秦英鸾像個小蜜蜂一樣在屋裡焦慮的飛來飛去,她倒不是怕考倒數,又不是沒考過,在這一方面,頗有些死豬不怕開水燙的好心态。
隻是眼看着天子好不容易松口,出宮的宮禁都要開了,要是因為考試成績不佳又被關回來,那可真是哭的地方都沒有了。
“寫字還行,史科應該也沒事,經,經上節課學到哪來着?诶呦,算科不會還考籌算法則吧?”
有些東西,小時候不會,長大了也依然不會,比如算科。
還有些東西,小時候會,長大了就不會了,比如經科。
如果她真是八歲,倒沒準還不會這麼焦慮,可她已經二十六了啊!
不說忘得一幹二淨,那也是十不存一。
畢業十幾年,一朝重返課堂,學到哪都不記得了就要考試,換誰誰能不麻爪啊!
徐皇後一邊悠閑喝茶一邊看着女兒轉着圈的絮絮叨叨。
秦英鸾苦惱的念叨了半天,最終氣憤的一跺腳:“怎麼非得趕到這陣子考試,這月就不能再多出去幾天嗎!”
徐皇後狀似為難的想了想:“那你得去找欽天監,到時候就讓他們跟陛下說夜觀天象,日少發晦以至公主命星發暗,必須得本月多些日子才能重綻光彩。”
秦英鸾幽幽道:“阿娘,你覺得你很幽默嗎?”
怎麼忍心對一個害怕考試的可憐小女孩開這種毫無技術含量的玩笑的!
徐皇後忍俊不禁,還是給她指了條明路:“與其在這發愁不如等明日找人押押題,你說呢?”
秦英鸾眼睛一亮:“我覺得這是個好主意!”
說幹就幹,第二天一早上學,秦英鸾迫不及待的坐到徐風眠身邊。
徐風眠,一個出去罰站都會帶着書的才女,次次考試前三的小學霸是也。
“風眠姐姐,你吃不吃糖,雁秋家鄉特有的杏酥糖,可好吃了。”秦英鸾笑眯眯的把手上的糖塞到她手裡。
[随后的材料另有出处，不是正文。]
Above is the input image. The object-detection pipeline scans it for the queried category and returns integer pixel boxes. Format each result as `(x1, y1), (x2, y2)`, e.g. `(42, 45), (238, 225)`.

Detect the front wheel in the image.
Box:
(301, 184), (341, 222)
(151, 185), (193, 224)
徐風眠有些驚訝,又笑着把糖還了回去:“謝謝昭陽,可我最近牙疼,要不給二公主,她平日裡不是很喜歡這些零嘴嗎。”
秦明霁三歲的時候封号慶宜公主,隻是平日裡宮中常見的人還是習慣按排名叫二公主。
秦英鸾順着往後一看,正對上像小倉鼠一樣隻露出一雙眼睛,把半張臉都掩在書洞下偷吃,發出窸窸窣窣聲音的秦明霁。
秦英鸾不雅的翻了個白眼。
秦明霁警覺的拉拉身旁張清妙的袖子,擠眉弄眼的示意:她不會去告狀吧!
原本張清妙還在用身子側擋着她,用眼睛時刻觀察外邊的動向,突然被她拉了個仰身,看明白她的眼神之後不甘示弱的瞪了秦英鸾一眼:你瞅什麼!
秦英鸾沒好氣的又翻了個白眼。
她不理那一對呆頭呆腦的,接着在徐風眠這邊使力,殷勤的道:“牙疼?那我回頭找太醫署的陳太醫去,上次我牙疼就是他給我開的藥,沒幾天就不疼了。”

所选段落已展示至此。